Khe Sanh Veterans Association Inc.

Red Clay
Newsletter of the Veterans who served at Khe Sanh Combat Base,
Hill 950, Hill 881, Hill 861, Hill 861-A, Hill 558
Lang-Vei and Surrounding Area

Issue 46   Spring Summer 2000

A Sprinkling of Your Poetry

Home  
In This Issue 
Notes From The Editor and Board
  Health Matters  Reunion   
Short Rounds
  Memoirs  Poetry  In Memoriam

Poems In This Section

Why Are We here-Reunion '99     Combat Buddy   
Cpl.
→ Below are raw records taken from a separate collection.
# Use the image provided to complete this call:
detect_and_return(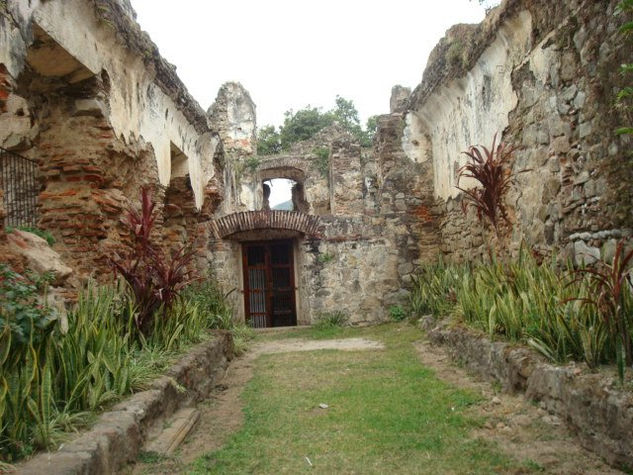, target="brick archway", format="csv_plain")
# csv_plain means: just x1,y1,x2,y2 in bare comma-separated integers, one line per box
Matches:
211,210,322,239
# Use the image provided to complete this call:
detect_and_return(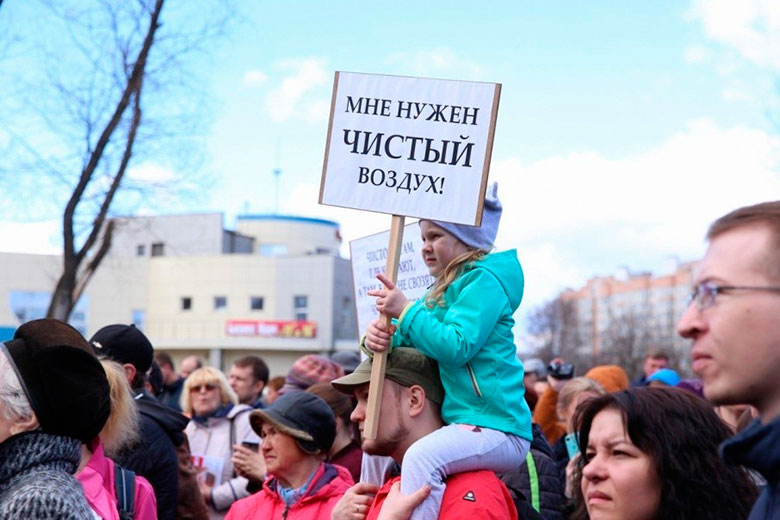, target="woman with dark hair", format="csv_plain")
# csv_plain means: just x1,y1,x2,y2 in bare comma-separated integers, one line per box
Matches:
571,388,756,520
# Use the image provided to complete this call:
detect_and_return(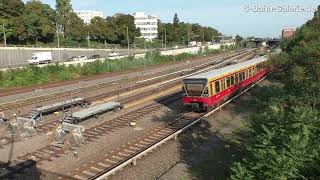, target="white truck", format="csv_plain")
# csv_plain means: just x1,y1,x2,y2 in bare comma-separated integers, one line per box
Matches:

Manuel Pina Babbitt - May 5 1999
 
The Threshold of Hell
     Black and Yellow Dog 
Crash of a Pilot
     Section Eight: The Babbling of Bug-Out Billy 

Why Are We Here-Reunion '99

Why did we come and why are we here?
It is a question that we all may hear.
We came by train, plane and car
What causes us to travel so far?

It's not just to meet and remember when
But more to reflect on how it was then.
We look at the pictures - and stories we tell
And we all remember our time in hell.

We look at each other as we grow old
And reminisce about how we were so bold.
Just to live in that dirt grit and grime
How did we do it all the time.

So long ago, but the memories vividly clear
It seems that I will never forget the fear.
The shells a flyin' with no place to hide.
One reason we are here is the pride.

Many were wounded and their brave blood spills.
We are here now with a monument built
I'll tell you why we come back each year
It's to honor those brave souls no longer here.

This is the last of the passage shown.